The wafers in the CS-2s are the matrix-multiplier arrays. You probably know that neural networks are mostly about matrix multiplication. The scale of CS-2 allows it to go up to 100K by 100K matrices. The weights are never stored on the CS-2s, they are streamed through from the memory, and in the case of multiple CS-2s, through the SwarmX simultaneously to all of them.

You won't be surprised to hear that they haven't actually built a real system with 192 CS-2s. But the graph above shows the projections, showing near-linear scaling. The ones that seem to fall off are not the biggest models but the smallest.

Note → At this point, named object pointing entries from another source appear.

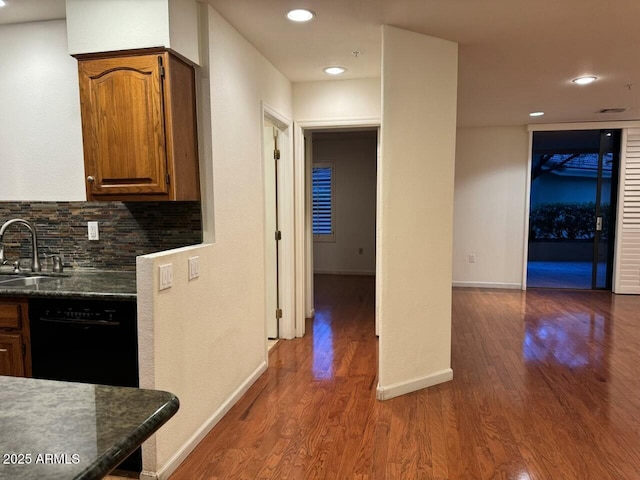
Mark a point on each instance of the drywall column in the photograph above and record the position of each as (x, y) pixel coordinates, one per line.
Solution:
(419, 84)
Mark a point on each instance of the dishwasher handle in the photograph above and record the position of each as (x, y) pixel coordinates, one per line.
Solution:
(80, 323)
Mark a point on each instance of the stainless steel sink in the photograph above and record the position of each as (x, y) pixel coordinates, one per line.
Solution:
(24, 281)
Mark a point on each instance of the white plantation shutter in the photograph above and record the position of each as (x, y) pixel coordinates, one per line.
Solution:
(322, 195)
(627, 272)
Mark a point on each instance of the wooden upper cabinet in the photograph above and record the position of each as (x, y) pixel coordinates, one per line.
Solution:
(139, 127)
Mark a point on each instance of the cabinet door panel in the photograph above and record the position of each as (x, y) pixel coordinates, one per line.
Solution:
(11, 361)
(10, 315)
(122, 106)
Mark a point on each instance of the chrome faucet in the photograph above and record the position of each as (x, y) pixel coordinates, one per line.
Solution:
(35, 262)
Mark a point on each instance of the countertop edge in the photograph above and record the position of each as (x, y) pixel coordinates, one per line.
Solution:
(122, 449)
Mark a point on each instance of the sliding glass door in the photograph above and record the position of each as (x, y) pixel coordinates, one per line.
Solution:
(573, 200)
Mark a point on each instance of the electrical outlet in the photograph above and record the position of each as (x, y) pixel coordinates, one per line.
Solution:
(166, 276)
(194, 267)
(92, 230)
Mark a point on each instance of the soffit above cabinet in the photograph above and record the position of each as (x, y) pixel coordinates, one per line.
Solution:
(94, 27)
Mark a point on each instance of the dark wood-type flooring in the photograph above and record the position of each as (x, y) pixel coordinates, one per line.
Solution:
(546, 386)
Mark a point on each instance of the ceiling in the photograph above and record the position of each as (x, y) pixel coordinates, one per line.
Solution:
(515, 57)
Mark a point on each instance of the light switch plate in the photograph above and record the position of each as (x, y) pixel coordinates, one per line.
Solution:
(194, 267)
(92, 231)
(166, 276)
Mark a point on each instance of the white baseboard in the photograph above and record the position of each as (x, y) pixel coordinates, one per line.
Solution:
(512, 286)
(343, 272)
(174, 462)
(397, 389)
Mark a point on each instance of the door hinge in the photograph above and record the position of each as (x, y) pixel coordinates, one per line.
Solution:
(161, 66)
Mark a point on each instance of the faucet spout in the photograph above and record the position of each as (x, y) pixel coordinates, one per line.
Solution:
(35, 261)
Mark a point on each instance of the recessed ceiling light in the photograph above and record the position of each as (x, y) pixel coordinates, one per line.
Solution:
(584, 80)
(335, 70)
(300, 15)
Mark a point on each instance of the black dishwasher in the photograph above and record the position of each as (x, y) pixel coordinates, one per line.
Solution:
(89, 341)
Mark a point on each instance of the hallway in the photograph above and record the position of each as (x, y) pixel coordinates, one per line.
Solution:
(545, 387)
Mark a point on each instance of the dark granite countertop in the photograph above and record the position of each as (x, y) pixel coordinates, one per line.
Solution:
(62, 431)
(82, 283)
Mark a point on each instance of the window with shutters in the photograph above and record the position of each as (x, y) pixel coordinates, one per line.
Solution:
(323, 204)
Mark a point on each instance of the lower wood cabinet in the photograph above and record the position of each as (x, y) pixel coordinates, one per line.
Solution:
(15, 347)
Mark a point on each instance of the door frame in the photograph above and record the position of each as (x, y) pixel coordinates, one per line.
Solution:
(527, 211)
(302, 208)
(286, 266)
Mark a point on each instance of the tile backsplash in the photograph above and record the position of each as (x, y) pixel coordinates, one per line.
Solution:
(126, 230)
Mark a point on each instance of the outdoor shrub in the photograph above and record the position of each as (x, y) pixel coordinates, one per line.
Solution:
(571, 221)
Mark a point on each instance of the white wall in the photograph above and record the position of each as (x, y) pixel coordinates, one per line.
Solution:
(353, 155)
(40, 127)
(109, 25)
(419, 83)
(337, 99)
(490, 183)
(205, 340)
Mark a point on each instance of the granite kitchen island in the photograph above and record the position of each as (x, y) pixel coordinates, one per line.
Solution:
(62, 431)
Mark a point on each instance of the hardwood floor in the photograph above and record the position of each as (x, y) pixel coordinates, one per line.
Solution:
(546, 386)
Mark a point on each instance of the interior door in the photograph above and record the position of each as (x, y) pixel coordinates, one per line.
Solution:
(270, 138)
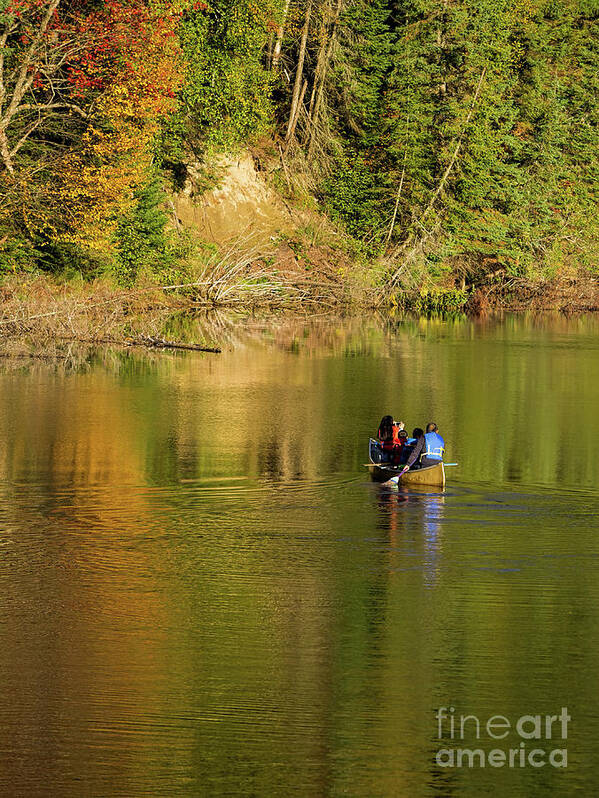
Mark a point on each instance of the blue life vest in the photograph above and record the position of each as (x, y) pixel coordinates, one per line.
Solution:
(435, 446)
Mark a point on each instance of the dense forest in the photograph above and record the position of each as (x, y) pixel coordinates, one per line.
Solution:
(456, 138)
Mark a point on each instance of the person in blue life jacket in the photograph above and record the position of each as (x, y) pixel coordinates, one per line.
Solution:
(413, 449)
(434, 446)
(427, 449)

There is just not enough computation going on with models with only 10B weights, so overhead starts to be significant.

This weight streaming model makes programming straightforward since a workload is mapped onto multiple CS-2s just as if it was a single bigger system.

So the final value proposition is:

  • 120T parameter capacity on a CS-2 system
  • 163M cores across up to 192 CS-2 systems
  • 10X acceleration of unstructured sparsity
  • Push-button scaling ease

They think they can train GPT-3 in a day, or a 1T parameter model over a weekend.